I’m curious. Are the people calling for government surplus now actually trained in economics? Are you/they aware we’re passing through the biggest recession since the 1930’s and many experts expect this one to “double dip”?

Yes, I know you might be able to find PhD economists in Austria, or somewhere, advocating almost anything. I just wonder if the actual SDMB posters espousing deficit reduction today are economists.

Yeah, like either of those are new. Except for a brief blib at the end of the 90’s, we’ve been doing that for three decades now.
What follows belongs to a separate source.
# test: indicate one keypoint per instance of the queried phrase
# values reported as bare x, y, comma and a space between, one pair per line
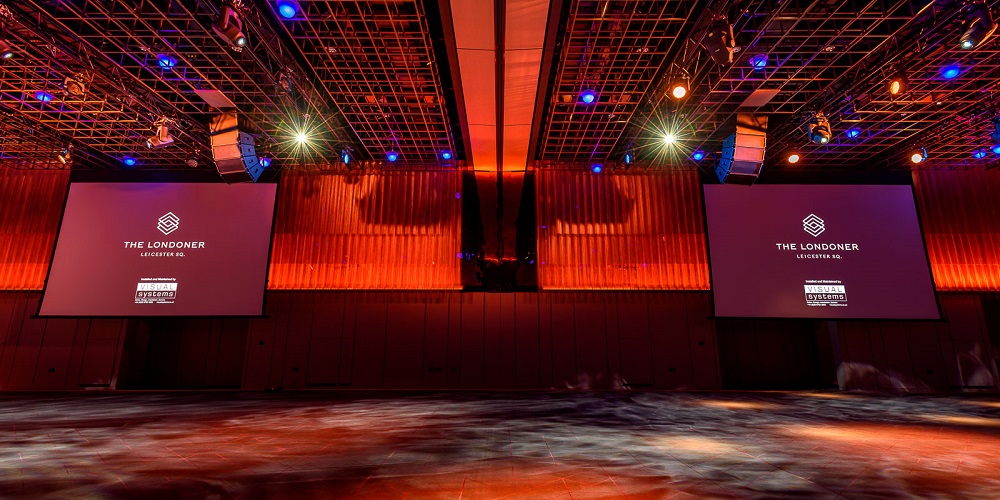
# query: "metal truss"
618, 49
Actually, no we aren’t. America isn’t even close to that point. Let’s do some comparison here. Recently Greece’s economy blew up. Last year Greece’s budget deficit as a % of GDP was around 13.6 and it’s debt as a % of GDP was 115%. Today the United States budget deficit as a % of GDP is a little over 10% and our debt as a % of GDP is 94%. We’re a good 20% lower than greece, and our debt is growing at a lower % then they were. It’s take years of this before we even hit the level of being equal with parts of the EU. And keep in mind I’m comparing to Greece here. Their economic issues were actually relatively mild compared to some. Zimbabwe, for example, would be orgasmically happy if they could get to a Greece like economic situation. America has a long way to go before we hit the ‘point of no-return’. The doom and gloom talk makes for a great way to score some partisan political points, but it isn’t true. Not yet at least.

Stopping deficits and reducing debt will mean that we have to stop assistance for Americans. Social security, unemployment, job training, welfare, disability, whatever. There is no way to stop the deficits without drastic changes to reduce the cost of social safety nets. Politically speaking, raising taxes to the level needed to support them just ain’t gonna happen. Now I can deal with telling poor people to screw themselves, we can’t afford it. If it’s needed, and it is, well that’s just the way it is. But face reality, if we do that then these people will need to support themselves. Currently there just are not the jobs to do that. When even McDonalds isn’t hiring is not the time yank away the support system. I, for one, don’t want to see a return of hoovervilles.